Posicionamento da defesa e da PGR

A Procuradoria-Geral da República manifestou-se no sentido de que eventual análise de falta grave considerasse o resultado conclusivo da investigação em andamento. Recentemente, a defesa de Bolsonaro reforçou argumentações ao Supremo, sustentando a inexistência de irregularidade na manutenção da arma e afirmando que o episódio não deveria prejudicar a continuidade da prisão domiciliar.

Os advogados do ex-presidente ressaltam que o equipamento encontrava-se devidamente registrado conforme normas legais vigentes, e que Bolsonaro não teria recebido comunicação formal sobre qualquer suspensão ou cassação de seu registro de colecionador. Essa argumentação buscava neutralizar potencial impacto negativo do incidente na decisão de Moraes sobre a revogação do CAC.

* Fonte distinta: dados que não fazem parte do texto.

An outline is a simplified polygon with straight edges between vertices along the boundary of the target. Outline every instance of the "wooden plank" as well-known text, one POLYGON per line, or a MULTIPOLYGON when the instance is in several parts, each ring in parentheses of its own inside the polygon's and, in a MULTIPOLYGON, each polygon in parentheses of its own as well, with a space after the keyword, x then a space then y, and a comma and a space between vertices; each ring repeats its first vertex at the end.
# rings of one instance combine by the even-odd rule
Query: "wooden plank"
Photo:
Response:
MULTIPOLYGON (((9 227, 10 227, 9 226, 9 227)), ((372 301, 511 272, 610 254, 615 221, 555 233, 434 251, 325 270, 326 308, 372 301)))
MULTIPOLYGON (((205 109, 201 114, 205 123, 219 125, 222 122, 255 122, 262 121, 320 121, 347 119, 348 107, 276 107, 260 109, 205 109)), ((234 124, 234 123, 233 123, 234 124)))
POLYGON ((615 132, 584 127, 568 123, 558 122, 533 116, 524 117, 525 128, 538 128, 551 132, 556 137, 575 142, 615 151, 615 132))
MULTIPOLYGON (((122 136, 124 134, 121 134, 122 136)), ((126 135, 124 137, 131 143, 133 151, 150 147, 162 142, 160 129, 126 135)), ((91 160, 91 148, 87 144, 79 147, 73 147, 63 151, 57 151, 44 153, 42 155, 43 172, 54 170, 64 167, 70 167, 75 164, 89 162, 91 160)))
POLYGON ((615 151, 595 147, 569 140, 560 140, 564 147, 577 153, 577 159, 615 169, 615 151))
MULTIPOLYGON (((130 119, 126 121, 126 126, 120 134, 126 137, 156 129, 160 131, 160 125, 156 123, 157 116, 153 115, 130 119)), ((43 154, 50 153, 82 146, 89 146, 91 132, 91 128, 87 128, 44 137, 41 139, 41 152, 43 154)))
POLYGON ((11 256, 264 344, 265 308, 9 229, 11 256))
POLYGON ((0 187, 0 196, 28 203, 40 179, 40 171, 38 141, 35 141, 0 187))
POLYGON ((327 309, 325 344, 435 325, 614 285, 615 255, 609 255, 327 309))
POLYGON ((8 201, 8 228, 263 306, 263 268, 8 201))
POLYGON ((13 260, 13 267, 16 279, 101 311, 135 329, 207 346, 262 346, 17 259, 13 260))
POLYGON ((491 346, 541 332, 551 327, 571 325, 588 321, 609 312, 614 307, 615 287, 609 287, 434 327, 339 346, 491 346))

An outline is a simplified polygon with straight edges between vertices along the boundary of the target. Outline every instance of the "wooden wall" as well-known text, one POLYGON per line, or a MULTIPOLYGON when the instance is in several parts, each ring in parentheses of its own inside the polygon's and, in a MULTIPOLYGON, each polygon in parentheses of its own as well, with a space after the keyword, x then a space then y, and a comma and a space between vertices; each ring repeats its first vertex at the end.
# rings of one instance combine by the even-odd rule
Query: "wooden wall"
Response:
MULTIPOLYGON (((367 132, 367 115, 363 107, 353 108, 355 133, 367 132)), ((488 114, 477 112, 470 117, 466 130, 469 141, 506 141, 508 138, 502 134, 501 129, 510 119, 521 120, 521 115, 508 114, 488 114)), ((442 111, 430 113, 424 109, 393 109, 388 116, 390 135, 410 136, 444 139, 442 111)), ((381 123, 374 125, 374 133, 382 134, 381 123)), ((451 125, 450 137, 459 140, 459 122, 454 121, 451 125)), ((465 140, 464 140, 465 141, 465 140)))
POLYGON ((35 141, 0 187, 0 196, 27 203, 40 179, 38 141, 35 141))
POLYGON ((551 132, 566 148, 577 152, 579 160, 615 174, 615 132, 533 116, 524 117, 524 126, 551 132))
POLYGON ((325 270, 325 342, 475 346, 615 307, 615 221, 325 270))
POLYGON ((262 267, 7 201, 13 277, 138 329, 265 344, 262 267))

Condenação e regime de cumprimento

A Primeira Turma do Supremo Tribunal Federal fixou a pena de Bolsonaro em 27 anos e três meses em regime inicial fechado, correspondendo a 24 anos e nove meses de reclusão e 2 anos e seis meses de detenção, acrescidos de 124 dias-multa equivalentes a dois salários mínimos. Os ministros acompanharam o voto do relator Alexandre de Moraes nessa fixação de pena, fundamentada na condenação por tentativa de golpe de Estado após derrota nas eleições presidenciais de 2022.